Should I be using Unbound Python mode? Is it stable?
-
@code4food23 I have sg-1100, 21.05, pfBlockerNG-devel 3.0.0_16 the only package installed.
Enabled unbound python mode some weeks ago.
This caused disk usage to increase slowly: ~4%/day.
Have reverted to unbound mode, and problem has gone away.
Many others report no problem, so no idea why I did. -
@nocling Nice. If you don't mind what exactly do I lose by disabling the DNS resolver to enable python mode?
-
@anthonys Interesting, I will have to give a try and see if I encounter any issues. My Netgate 5100 seems to be doing just fine with regular unbound, which is why I was wondering if I was missing out.
-
@code4food23 said in Should I be using Unbound Python mode? Is it stable?:
@anthonys Interesting, I will have to give a try and see if I encounter any issues. My Netgate 5100 seems to be doing just fine with regular unbound, which is why I was wondering if I was missing out.
Some installs also has a noticeable sustained disk write issue (between 100 -> 400Kb/s) even though all pfBlockerNG/Unbound logging is disabled. This level of writing is “deadly” for very small eMMC/SSD drives in the 8 to 32Gb range. A sustained rate like that will wear out a typical 8Gb eMMC in about a year.
In my case - a SG-2100 - the sutained write and the “disk filling issue” were both present.
So there are issues, but they seem to be specific to some setups.
-
@keyser said in Should I be using Unbound Python mode? Is it stable?:
Some installs also has a noticeable sustained disk write issue (between 100 -> 400Kb/s) even though all pfBlockerNG/Unbound logging is disabled.
Do you mean the ZFS issue?
The Netgate ARM Appliances use USF.
-
@nocling said in Should I be using Unbound Python mode? Is it stable?:
@keyser said in Should I be using Unbound Python mode? Is it stable?:
Some installs also has a noticeable sustained disk write issue (between 100 -> 400Kb/s) even though all pfBlockerNG/Unbound logging is disabled.
Do you mean the ZFS issue?
The Netgate ARM Appliances use USF.
No, not the ZFS issue.
I have been forced to disable python mode on three seperate installs I have running because pfBlockerNG’s script interaction with python causes a sustained write to disk (UFS filesystem) of about 100 -> 400Kb/s.

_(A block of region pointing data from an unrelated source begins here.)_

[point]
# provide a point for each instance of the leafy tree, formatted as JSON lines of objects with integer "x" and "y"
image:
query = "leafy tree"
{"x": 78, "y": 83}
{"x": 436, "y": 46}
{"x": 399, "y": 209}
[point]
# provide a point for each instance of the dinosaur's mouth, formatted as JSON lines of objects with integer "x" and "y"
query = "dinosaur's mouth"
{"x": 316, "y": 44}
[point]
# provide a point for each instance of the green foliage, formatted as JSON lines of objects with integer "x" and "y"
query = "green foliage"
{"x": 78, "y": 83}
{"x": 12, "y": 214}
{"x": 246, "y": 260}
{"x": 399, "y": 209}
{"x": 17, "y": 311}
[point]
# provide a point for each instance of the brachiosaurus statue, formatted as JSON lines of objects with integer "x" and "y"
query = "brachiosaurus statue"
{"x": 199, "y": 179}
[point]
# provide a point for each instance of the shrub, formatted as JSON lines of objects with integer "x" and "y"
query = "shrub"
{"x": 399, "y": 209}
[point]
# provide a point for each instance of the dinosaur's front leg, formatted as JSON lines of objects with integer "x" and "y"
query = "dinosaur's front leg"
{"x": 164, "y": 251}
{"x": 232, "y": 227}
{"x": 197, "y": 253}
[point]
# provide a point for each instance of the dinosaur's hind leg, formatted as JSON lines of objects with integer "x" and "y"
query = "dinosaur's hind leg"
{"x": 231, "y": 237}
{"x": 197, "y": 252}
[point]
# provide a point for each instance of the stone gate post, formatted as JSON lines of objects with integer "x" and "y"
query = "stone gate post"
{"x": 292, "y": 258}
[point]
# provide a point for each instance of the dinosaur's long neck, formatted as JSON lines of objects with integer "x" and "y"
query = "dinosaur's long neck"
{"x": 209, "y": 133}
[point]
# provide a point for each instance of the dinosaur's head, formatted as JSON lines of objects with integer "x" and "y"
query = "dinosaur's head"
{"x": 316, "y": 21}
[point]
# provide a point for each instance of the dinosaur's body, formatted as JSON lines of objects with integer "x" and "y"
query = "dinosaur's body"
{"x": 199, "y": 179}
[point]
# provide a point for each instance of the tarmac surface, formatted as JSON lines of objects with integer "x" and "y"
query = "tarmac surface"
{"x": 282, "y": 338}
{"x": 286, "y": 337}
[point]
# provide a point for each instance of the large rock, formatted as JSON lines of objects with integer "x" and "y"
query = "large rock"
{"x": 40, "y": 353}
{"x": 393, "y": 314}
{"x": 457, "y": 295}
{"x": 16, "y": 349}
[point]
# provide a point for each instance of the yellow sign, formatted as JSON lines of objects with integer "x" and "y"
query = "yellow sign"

This happens on all my installs, and looking at “top -m io” it’s a Unbound command that causes the IO.I have been unable to prevent it from happening in my setups, regardless of disabling all logging and so forth. It even happens with no active clients and DNS lookups being done.
So it seems to be some kind of loop caused by my pfBlockerNG config/pfSense setup.Stopping pfBlockerNG stops the writing - Stopping unbound does not, so it’s something happening within pfBlockerNG.
Disabling python mode also prevents the issue.
-
@keyser said in Should I be using Unbound Python mode? Is it stable?:
pfBlockerNG’s script interaction with python causes a sustained write to disk
How can I check this? Definitely something I'd like to keep an eye out for
-
@code4food23 said in Should I be using Unbound Python mode? Is it stable?:
@keyser said in Should I be using Unbound Python mode? Is it stable?:
pfBlockerNG’s script interaction with python causes a sustained write to disk
How can I check this? Definitely something I'd like to keep an eye out for
To get a hint about your box’es average disk activity you can run the shell command: “iostat -x”
It will return the average IO since boot. If your figure is in the 0.2MB/s and up range, you need to investigate further.
Do a search here on this forum to get further details. -
@keyser said in Should I be using Unbound Python mode? Is it stable?:
Stopping pfBlockerNG stops the writing - Stopping unbound does not, so it’s something happening within pfBlockerNG
pfBlockerNG, by itself, does nothing.
When you add some feeds, it will load them ones, and keeps them updated. That means an initial "write" of a file and (very) little afterwards.The only thing pfBlockerNG actually does, is making unbound more verbose. not by reading what unbound logs i it's log file, but by using internal functionalities it exposes by adding an "addon" (written in Python) to it.
pfBlockerNG handles upon the data it sees flowing through unbound, and handling upon it == accepting or refusing, what makes 'unbound' not really resolving the DNS request = the host name looks like to be blocked.If unbound doesn't run, you have no DNS resolution any more (this is a already bad situation). This means pfBlockerNG stops producing data. Without unbound, pfBlockerNG can't do anything
pfBlockerNG is a DNSBL tool. To make it work, it needs to have access to the DNS activity.
pfBlockerNG also makes nice stats, shart and lists so you can see what it does, now, last hours and yesterday. So it stores and keeps data.This is the graph of my disk space (140 Gb total) - the last day, week, month and year.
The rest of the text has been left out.